Programações de Reforço
Usando-se esquemas de reforço contínuo, a aprendizagem ocorre rapidamente, mas sem o reforço, a extinção ocorre rapidamente também. Na vida real, esquemas de reforço contínuo são raros. Já nas em que as reações às vezes são reforçadas, às vezes não. É o que se chama de reforço parcial. A aprendizagem demora mais, no começo, mas ela é mais "resistente" à extinção. Imagine um pombo que aprendeu a bicar uma tecla para obter comida quando o pesquisador vai suspendendo gradativamente a entrega de alimento, até que ela ocorra só de maneira rara e imprevisível, os pombos podem bicar 150.000 vezes sem recompensa. Com o reforço parcial, a esperança flui eterna (esse é o princípio do "pombo supersticioso" de Skinner), e è o que ocorre por exemplo, em jogadores compulsivos, que continuam a jogar, mesmo sem nunca ganharem.
Programações de Ritmo Fixo
Reforçam o comportamento depois de um determinado número de respostas. Empregados que trabalham em fábricas que recebem por produção, são reforçados de tal maneira.

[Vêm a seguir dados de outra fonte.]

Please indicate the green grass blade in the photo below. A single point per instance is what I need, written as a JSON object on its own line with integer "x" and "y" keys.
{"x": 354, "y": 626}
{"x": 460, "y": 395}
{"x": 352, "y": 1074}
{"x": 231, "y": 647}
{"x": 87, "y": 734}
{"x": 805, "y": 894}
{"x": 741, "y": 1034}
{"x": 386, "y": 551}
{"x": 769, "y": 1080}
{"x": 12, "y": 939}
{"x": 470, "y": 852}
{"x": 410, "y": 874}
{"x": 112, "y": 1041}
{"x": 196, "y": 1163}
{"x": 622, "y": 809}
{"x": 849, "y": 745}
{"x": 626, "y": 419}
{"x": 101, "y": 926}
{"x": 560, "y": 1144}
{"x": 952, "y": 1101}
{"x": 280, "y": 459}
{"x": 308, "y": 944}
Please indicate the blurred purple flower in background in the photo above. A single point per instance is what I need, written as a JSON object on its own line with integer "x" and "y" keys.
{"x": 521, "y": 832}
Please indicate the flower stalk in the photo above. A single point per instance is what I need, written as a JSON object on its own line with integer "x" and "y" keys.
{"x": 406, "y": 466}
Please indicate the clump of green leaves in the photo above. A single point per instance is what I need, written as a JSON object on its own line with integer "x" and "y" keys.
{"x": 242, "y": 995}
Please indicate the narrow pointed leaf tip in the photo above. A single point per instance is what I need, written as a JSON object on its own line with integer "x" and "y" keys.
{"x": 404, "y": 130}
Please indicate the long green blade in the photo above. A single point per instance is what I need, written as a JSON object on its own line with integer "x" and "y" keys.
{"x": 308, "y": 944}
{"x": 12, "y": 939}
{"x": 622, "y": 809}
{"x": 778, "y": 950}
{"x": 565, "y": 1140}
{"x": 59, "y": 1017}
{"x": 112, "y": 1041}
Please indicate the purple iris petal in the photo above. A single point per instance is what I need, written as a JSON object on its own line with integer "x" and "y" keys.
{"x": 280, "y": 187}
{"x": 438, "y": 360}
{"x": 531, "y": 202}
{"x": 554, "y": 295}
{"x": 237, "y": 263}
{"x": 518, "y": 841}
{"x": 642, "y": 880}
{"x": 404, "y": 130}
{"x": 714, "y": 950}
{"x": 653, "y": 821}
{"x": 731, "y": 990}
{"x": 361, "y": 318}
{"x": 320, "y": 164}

Programações de Ritmo Variável
Reforçam a primeira resposta depois de uma quantidade imprevisível de respostas. É o que ocorre com os jogadores e pescadores. A dificuldade de se extinguir tais comportamentos é de que o reforço aumenta à medida que aumentam as respostas.
Programações de Intervalos Fixos
Reforçam a primeira resposta depois de um período determinado. Como pessoas que verificam a caixa de correspondência quando a hora do carteiro passar se aproxima, os pombos bicam uma tecla com mais frequência à medida que fica mais próxima a hora esperada de recompensa.
Programações de Intervalo Variável
Reforçam a primeira resposta depois de intervalos de tempo variáveis. Como o questionário imprevisível que reforça o estudo, as programações de intervalo variável tendem a eliciar respostas lentas e firmes. Caso os questionários tornem-se previsíveis, os estudantes começarão a seguir o padrão que caracteriza as programações de intervalo fixo (em outras palavras, estudarão apenas na véspera).